The new normal basically refers to change in human behavior initiated by the coronavirus pandemic. Such change will definitely deepen in many sectors of society, and bring about a discipline in improving our daily life, our community, and the whole world. Resistance to change, I believe, will ultimately give in as the crisis deepens, and such change, we pray shall invariably become ingrained in our behavior individually and collectively.

Let me cite the areas of human behavior that the pandemic will have the greatest impact.

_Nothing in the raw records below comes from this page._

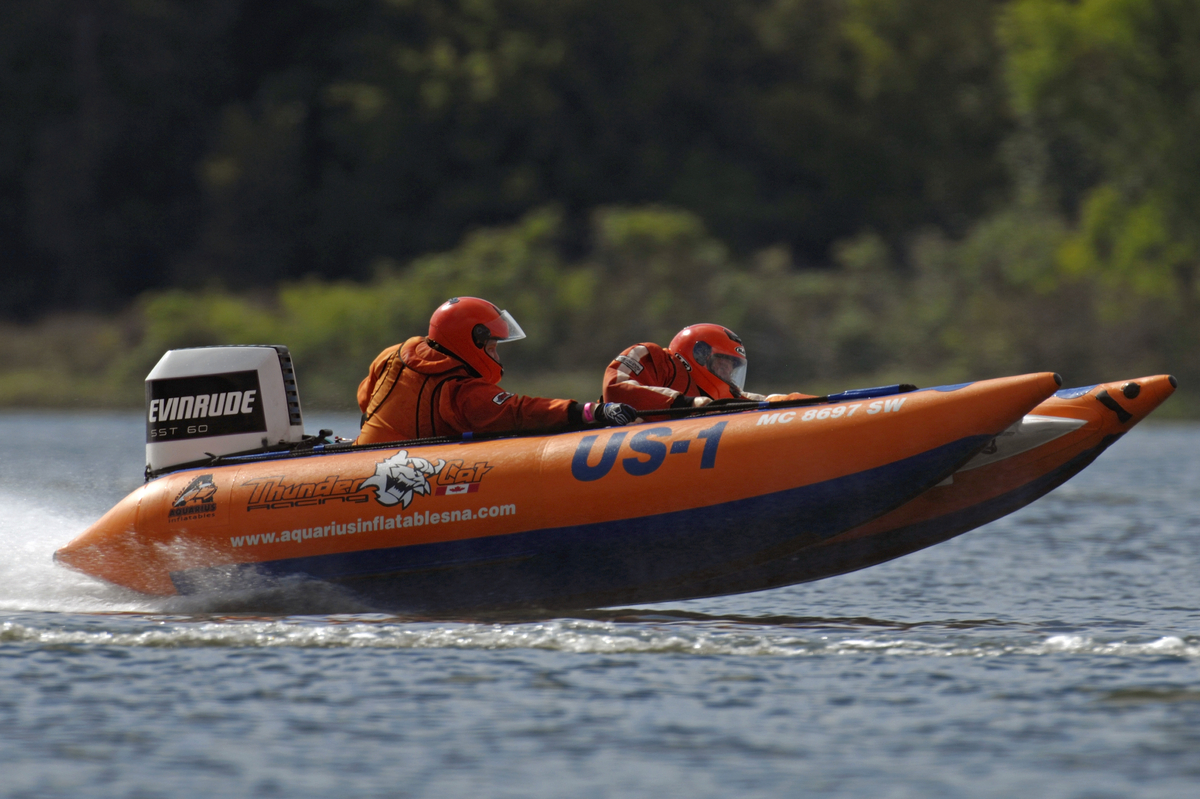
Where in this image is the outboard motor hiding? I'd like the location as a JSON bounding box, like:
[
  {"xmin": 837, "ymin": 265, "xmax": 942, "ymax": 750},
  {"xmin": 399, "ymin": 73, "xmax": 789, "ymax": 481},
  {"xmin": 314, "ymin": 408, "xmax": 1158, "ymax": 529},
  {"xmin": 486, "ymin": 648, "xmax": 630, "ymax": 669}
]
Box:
[{"xmin": 146, "ymin": 344, "xmax": 304, "ymax": 479}]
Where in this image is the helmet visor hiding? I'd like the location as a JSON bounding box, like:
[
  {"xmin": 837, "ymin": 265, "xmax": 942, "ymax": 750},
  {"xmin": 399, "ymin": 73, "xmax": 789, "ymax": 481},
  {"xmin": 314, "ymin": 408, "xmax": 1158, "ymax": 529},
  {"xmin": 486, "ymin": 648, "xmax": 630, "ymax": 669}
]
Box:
[
  {"xmin": 470, "ymin": 305, "xmax": 524, "ymax": 348},
  {"xmin": 487, "ymin": 311, "xmax": 524, "ymax": 344},
  {"xmin": 708, "ymin": 353, "xmax": 746, "ymax": 394}
]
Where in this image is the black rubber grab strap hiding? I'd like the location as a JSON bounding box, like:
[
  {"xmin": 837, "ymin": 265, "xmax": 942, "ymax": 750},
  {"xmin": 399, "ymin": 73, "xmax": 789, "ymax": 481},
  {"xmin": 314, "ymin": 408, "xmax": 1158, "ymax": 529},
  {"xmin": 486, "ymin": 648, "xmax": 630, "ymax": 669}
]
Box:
[{"xmin": 1096, "ymin": 390, "xmax": 1133, "ymax": 425}]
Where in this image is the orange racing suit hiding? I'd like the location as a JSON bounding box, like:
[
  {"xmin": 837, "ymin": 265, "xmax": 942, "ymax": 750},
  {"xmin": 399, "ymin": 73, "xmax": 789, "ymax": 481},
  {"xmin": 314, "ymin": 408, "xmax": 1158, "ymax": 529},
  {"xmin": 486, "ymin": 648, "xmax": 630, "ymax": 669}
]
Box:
[{"xmin": 355, "ymin": 336, "xmax": 583, "ymax": 444}]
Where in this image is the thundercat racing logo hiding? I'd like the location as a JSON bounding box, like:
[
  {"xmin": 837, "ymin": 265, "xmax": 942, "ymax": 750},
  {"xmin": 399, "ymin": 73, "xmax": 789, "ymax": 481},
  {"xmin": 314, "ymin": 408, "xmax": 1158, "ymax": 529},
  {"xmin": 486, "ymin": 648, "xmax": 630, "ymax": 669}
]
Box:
[
  {"xmin": 362, "ymin": 450, "xmax": 446, "ymax": 507},
  {"xmin": 167, "ymin": 474, "xmax": 217, "ymax": 522}
]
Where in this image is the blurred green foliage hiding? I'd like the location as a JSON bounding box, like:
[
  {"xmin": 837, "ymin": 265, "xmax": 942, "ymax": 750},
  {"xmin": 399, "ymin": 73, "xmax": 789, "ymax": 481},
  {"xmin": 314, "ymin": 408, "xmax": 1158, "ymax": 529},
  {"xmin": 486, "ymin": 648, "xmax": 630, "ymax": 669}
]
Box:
[
  {"xmin": 7, "ymin": 206, "xmax": 1200, "ymax": 410},
  {"xmin": 0, "ymin": 0, "xmax": 1200, "ymax": 414}
]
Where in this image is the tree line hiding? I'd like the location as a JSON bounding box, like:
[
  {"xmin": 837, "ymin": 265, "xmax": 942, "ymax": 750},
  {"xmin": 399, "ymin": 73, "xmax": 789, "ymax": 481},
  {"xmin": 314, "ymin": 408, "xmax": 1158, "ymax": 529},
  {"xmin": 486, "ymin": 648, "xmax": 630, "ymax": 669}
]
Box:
[{"xmin": 0, "ymin": 0, "xmax": 1200, "ymax": 410}]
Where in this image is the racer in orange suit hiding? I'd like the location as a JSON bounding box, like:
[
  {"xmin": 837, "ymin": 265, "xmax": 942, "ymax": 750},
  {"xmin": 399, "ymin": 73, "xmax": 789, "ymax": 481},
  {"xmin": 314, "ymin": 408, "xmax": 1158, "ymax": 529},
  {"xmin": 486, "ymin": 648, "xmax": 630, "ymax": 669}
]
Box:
[
  {"xmin": 604, "ymin": 324, "xmax": 812, "ymax": 411},
  {"xmin": 355, "ymin": 296, "xmax": 636, "ymax": 444}
]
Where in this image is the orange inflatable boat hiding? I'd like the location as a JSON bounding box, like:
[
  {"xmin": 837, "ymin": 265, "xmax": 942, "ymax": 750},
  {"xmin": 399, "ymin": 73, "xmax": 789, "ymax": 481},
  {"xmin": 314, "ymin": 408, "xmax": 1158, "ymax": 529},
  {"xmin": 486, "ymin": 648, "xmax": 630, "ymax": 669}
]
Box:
[{"xmin": 55, "ymin": 348, "xmax": 1070, "ymax": 613}]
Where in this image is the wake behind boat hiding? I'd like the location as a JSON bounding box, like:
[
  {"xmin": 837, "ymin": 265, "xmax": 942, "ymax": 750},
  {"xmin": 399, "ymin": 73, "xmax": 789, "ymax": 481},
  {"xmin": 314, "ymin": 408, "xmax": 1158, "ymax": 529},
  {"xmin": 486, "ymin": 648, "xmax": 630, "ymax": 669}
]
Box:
[{"xmin": 55, "ymin": 347, "xmax": 1061, "ymax": 613}]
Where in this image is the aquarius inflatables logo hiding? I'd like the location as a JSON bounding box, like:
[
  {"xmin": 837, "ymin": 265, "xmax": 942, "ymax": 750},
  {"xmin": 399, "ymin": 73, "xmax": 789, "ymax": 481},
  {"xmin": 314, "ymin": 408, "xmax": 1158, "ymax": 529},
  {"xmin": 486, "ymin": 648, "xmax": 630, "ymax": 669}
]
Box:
[
  {"xmin": 167, "ymin": 474, "xmax": 217, "ymax": 522},
  {"xmin": 362, "ymin": 450, "xmax": 446, "ymax": 507}
]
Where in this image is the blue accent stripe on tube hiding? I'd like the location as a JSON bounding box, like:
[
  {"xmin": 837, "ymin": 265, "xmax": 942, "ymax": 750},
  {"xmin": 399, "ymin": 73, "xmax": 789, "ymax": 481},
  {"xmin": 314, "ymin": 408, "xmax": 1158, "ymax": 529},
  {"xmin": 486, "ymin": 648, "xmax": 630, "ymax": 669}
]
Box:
[{"xmin": 172, "ymin": 435, "xmax": 991, "ymax": 612}]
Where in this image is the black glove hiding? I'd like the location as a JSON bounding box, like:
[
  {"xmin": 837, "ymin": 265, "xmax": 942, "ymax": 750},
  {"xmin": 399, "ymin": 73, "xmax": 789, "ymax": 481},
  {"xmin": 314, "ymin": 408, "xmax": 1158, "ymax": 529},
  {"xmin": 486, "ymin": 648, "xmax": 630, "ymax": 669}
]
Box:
[{"xmin": 592, "ymin": 402, "xmax": 637, "ymax": 425}]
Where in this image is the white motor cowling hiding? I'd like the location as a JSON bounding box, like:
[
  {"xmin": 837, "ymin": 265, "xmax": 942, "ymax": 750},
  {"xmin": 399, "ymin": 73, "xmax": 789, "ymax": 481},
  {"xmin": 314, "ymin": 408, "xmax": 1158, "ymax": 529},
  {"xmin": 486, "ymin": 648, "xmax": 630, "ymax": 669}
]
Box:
[{"xmin": 146, "ymin": 346, "xmax": 304, "ymax": 475}]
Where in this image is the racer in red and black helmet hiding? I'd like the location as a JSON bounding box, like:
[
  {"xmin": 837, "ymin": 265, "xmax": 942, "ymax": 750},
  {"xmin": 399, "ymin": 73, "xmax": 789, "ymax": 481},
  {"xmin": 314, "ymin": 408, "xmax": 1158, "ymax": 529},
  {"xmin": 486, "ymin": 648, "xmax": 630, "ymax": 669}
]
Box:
[
  {"xmin": 356, "ymin": 296, "xmax": 636, "ymax": 444},
  {"xmin": 604, "ymin": 324, "xmax": 811, "ymax": 411}
]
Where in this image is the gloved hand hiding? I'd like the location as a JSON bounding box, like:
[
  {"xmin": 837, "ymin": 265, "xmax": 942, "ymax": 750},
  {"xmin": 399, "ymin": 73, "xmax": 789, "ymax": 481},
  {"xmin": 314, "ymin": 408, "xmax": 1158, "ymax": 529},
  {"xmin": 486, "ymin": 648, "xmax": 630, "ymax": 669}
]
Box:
[{"xmin": 583, "ymin": 402, "xmax": 637, "ymax": 425}]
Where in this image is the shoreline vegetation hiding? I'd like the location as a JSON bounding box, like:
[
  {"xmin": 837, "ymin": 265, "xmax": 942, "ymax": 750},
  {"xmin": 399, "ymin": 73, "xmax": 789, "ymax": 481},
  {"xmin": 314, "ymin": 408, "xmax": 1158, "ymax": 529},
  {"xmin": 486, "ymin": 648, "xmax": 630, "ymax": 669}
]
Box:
[{"xmin": 0, "ymin": 205, "xmax": 1200, "ymax": 419}]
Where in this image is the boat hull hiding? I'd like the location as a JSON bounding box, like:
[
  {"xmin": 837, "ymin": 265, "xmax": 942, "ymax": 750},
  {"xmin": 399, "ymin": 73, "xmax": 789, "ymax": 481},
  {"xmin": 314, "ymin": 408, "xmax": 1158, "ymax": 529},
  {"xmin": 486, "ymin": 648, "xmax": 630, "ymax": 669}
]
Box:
[
  {"xmin": 680, "ymin": 374, "xmax": 1176, "ymax": 597},
  {"xmin": 56, "ymin": 373, "xmax": 1058, "ymax": 613}
]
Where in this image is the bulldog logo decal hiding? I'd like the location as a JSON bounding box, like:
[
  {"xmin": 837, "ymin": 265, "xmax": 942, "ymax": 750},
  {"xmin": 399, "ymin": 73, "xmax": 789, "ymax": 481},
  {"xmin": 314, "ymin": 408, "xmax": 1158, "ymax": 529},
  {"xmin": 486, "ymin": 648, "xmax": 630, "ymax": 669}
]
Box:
[
  {"xmin": 362, "ymin": 450, "xmax": 446, "ymax": 507},
  {"xmin": 167, "ymin": 474, "xmax": 217, "ymax": 522}
]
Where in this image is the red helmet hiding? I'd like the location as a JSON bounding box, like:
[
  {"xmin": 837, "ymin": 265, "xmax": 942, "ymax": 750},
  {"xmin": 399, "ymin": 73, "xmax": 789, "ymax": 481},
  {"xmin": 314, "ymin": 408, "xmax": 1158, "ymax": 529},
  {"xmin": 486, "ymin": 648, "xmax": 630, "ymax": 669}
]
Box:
[
  {"xmin": 667, "ymin": 324, "xmax": 746, "ymax": 400},
  {"xmin": 430, "ymin": 296, "xmax": 524, "ymax": 383}
]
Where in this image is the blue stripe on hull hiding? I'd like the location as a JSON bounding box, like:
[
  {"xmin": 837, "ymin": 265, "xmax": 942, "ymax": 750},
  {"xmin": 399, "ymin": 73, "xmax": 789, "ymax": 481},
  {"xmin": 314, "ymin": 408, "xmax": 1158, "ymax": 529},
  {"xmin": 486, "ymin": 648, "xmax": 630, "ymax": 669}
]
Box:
[
  {"xmin": 686, "ymin": 435, "xmax": 1121, "ymax": 597},
  {"xmin": 172, "ymin": 435, "xmax": 991, "ymax": 613}
]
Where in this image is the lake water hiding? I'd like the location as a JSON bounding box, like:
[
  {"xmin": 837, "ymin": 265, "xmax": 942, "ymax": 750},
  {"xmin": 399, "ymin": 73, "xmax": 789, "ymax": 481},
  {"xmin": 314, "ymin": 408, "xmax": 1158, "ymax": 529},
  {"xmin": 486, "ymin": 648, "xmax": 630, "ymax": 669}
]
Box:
[{"xmin": 0, "ymin": 413, "xmax": 1200, "ymax": 799}]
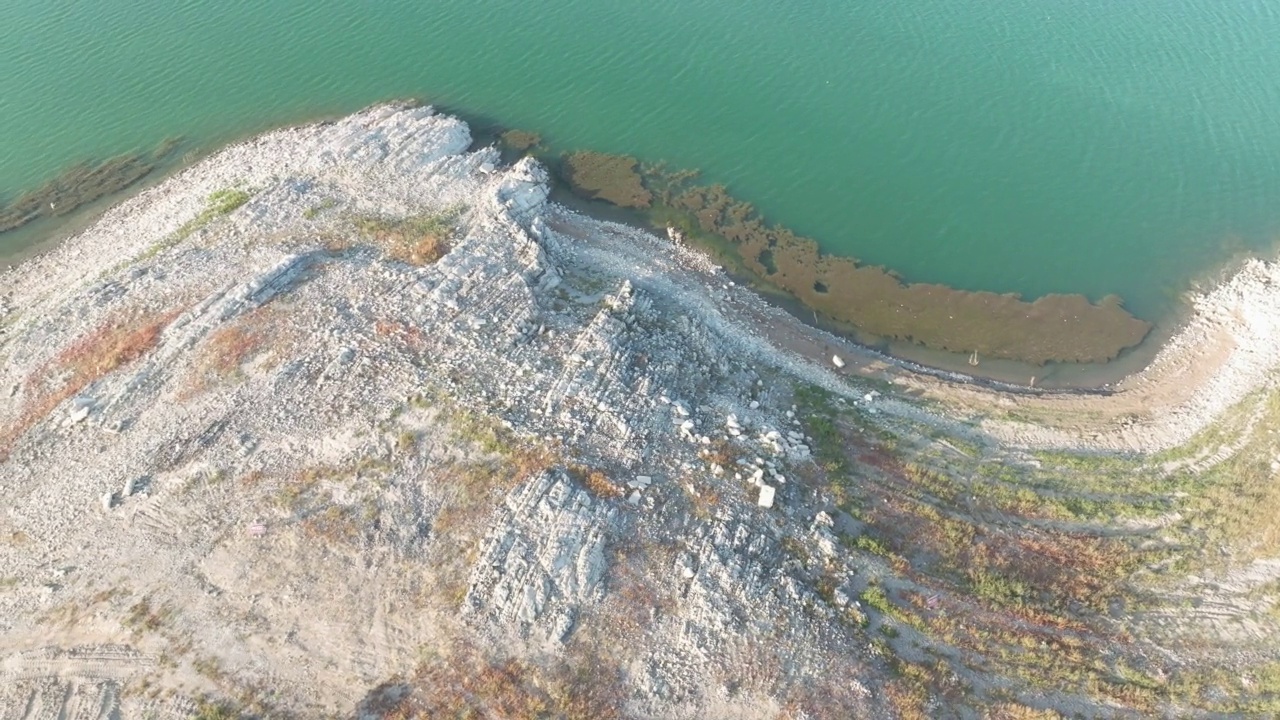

Here are 20 scenarios. 

1. We will spend more time in our home and in our community, and develop stronger family bonding and community kinship;

2. We will learn to abide with the demands and limits of human relationships, starting with the social protocols in combating the disease;

3. We will realize the importance of being frugal and thrifty, and the value of the adage, "Save for a rainy day.”

4. We will learn to distinguish and respond to what is Important and what is urgent, essential and dispensable given a critical situation;

5. We will put priority on function over aesthetics when it comes to plans and programs, like building a house, buying appliances, etc.;

6. We will keep ourselves knowledgeable with the growing application of cyber technology such as e-learning, e-mail, e-commerce, particularly in distance education and work from home;

7. We will be more conscious of hygiene and sanitation, proper waste management for better health and cleaner environment;

8. We will prefer simple and practical living, shun from ostentatious affluence, and celebrate only to the significance of the occasion;

9. We will rather choose natural over artificial or synthetic goods, from food to clothing, and decipher genuine from deceiving products and services;

10. We will give more attention to career reorientation for our children and the youth in general guided by lessons and insights taught us by the pandemic;

11. Aware of the consequence of the pandemic to conventional employment, we will assess alternatives such as self-employment and entrepreneurship, and give less consideration to overseas employment;

12. We will give serious assessment to land use policy, reforestation, help arrest expansion of wasteland and decline of our ecological systems; 

13. We will review back-to basic approaches in dealing with major problems through people’s initiative, in such programs as skills development on the grassroots; 

14. We will help in the development of our economy with strong Small and Medium Enterprises (SME) over big and transnational businesses;

15. We will be learning more on the applications of humility and compassion, love and care, cooperation and unity, selflessness notwithstanding, out of the lessons brought by the pandemic.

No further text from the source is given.